The HashTable template parameters are <Key, Value, Hash = default_hash<Key>, EmptyKey = default_empty_key<Key>::key, Reduction = replace_op, CacheLineBytes = 128, WarpSize = 32, MaxProbeBuckets = 8>. The cache-line and warp-size parameters are present specifically so the table is not portability-pinned to NVIDIA constants (see Could this scheme also work for AMD GPUs?).

Device API

The device-side API is designed around the View handle, obtained host-side via table.view() and passed by value into user kernels. View is trivially copyable and carries only the bucket pointer and the derived capacity/mask constants — no ownership.

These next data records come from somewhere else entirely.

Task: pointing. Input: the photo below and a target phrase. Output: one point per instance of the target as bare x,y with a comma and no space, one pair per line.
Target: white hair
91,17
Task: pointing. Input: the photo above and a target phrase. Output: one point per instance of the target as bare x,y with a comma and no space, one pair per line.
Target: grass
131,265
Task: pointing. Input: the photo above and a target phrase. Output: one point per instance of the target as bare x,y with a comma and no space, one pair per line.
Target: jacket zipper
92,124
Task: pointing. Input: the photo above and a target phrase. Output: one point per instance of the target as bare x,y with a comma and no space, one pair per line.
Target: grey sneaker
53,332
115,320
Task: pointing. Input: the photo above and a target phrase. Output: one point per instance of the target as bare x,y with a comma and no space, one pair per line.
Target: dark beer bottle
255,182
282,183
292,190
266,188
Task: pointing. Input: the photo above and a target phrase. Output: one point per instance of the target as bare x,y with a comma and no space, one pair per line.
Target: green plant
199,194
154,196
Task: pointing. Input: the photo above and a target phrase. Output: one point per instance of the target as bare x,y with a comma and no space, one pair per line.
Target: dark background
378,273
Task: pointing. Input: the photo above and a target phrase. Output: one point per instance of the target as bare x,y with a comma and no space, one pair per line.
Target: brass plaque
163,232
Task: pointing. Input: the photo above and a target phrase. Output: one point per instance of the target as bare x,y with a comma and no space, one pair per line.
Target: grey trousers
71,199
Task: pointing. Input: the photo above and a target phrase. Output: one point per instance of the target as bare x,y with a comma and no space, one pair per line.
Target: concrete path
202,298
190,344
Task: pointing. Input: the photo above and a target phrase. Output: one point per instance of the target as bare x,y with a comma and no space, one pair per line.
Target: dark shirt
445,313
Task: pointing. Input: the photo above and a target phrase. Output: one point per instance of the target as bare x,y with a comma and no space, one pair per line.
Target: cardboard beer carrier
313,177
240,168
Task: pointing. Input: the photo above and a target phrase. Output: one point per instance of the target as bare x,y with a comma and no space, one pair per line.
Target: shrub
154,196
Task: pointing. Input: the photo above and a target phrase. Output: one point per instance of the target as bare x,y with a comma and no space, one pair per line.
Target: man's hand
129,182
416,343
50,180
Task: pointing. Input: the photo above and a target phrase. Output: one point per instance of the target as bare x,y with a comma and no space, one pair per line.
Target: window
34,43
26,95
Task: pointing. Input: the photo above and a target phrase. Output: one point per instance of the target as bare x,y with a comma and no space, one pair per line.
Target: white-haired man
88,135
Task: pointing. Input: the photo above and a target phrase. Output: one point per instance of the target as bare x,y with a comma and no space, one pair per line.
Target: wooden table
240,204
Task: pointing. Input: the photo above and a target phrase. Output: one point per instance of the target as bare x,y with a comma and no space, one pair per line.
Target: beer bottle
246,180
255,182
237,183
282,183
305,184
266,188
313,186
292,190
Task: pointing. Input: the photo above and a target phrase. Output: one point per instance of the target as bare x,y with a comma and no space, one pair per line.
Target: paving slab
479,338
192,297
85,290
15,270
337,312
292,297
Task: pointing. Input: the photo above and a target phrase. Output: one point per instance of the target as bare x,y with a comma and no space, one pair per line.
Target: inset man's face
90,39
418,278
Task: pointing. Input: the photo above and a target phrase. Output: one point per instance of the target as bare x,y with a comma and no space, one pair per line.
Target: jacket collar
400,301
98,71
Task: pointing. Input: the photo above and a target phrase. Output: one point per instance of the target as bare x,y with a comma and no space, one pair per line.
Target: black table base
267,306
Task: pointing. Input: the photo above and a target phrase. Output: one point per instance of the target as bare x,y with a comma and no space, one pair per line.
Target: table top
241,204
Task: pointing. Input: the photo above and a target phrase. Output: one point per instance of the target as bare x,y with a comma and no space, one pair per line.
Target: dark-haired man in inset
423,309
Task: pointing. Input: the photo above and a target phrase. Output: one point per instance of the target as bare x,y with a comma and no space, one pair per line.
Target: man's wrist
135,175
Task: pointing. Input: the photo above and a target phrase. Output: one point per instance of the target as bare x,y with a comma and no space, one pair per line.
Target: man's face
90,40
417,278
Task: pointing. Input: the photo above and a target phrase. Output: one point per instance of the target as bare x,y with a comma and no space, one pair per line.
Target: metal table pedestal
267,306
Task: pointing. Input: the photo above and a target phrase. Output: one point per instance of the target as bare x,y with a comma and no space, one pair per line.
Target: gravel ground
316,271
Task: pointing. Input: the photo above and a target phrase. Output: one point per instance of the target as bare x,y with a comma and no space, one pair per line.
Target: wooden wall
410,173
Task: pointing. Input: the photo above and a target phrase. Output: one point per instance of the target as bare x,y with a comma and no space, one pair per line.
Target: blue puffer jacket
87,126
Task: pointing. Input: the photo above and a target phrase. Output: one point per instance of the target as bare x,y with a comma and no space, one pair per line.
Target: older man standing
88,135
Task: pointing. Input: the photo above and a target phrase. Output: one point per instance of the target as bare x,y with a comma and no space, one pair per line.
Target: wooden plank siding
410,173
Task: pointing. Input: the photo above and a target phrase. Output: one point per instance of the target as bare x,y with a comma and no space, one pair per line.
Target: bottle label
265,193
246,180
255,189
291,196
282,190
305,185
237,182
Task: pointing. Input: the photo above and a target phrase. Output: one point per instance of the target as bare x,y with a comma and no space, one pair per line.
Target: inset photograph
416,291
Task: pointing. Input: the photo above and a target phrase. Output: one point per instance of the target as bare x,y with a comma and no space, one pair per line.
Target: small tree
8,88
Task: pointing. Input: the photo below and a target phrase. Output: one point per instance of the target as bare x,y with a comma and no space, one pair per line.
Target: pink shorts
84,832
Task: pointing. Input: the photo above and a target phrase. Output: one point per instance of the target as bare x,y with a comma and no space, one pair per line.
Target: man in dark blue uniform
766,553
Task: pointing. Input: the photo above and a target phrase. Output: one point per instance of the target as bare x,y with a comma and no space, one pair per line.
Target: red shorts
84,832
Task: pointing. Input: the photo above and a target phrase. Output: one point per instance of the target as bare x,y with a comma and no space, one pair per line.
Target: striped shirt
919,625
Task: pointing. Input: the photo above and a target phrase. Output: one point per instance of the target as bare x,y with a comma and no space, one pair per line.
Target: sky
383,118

It exposes two cooperative-tile methods, both of which take a cooperative_groups::thread_block_tile<TileSize> as their first argument (the B lanes that share each bucket load):

__device__ cuda::std::optional<Slot> insert(tile, key, value) — insert a (key, value) pair under the table's Reduction. Returns an empty optional on success; on probe-cap failure returns the leftover slot that could not be placed — see the next section on lossless failure.
__device__ cuda::std::optional<Value> get(tile, key) const — look up the value associated with key. Returns the value on hit, empty optional on miss.

Both methods are designed to be called from inside a user-written grid-stride loop where each tile owns one in-flight key per iteration. The tests in tests/kernels.cuh and the example in examples/basic.cu show the canonical loop shape.

The full C++ signatures, parameter lists, and per-method semantics belong in the Doxygen-generated reference rather than being maintained by hand here.

Lossless insert failure via returned slots

View::insert returns cuda::std::optional<Slot>. On success it is empty; on probe-cap failure it holds the leftover (key, value) pair that could not be placed.

Crucially, this leftover may not be the original input. If Robin Hood displacements happened during the probe, the originally-passed-in pair is already in the table and the leftover is the most-recently-evicted victim. Returning it is what makes the operation lossless under failure — callers can buffer leftovers and replay them into a rebuilt larger table without losing any of the keys they handed in.

Preprocessor-gated benchmark counters

One macro gates functionality that the core library doesn't expose by default. It must be defined in the translation unit before any <gpurhh/...> header is included:

**GPURHH_BENCHMARK_COUNTERS** adds a trailing std::uint32_t& tile_counter parameter to View::insert and View::get. Lane 0 of the tile increments it on every cache-line-sized memory event: each bucket-load at the top of a probe-loop iteration (including CAS-retry re-reads of the same bucket), and each attempted CAS — every CAS requires the line in an exclusive state, which is an additional memory transaction beyond the cooperative load. View::get is read-only and only bumps on bucket loads. The caller maintains a per-tile register accumulator and writes it out once at end of kernel; no atomics fire in the hot loop. Downstream bandwidth = counter × sizeof(Bucket) / time. The memory-bandwidth benchmark binaries enable this; the timing benchmarks, tests, and the example do not.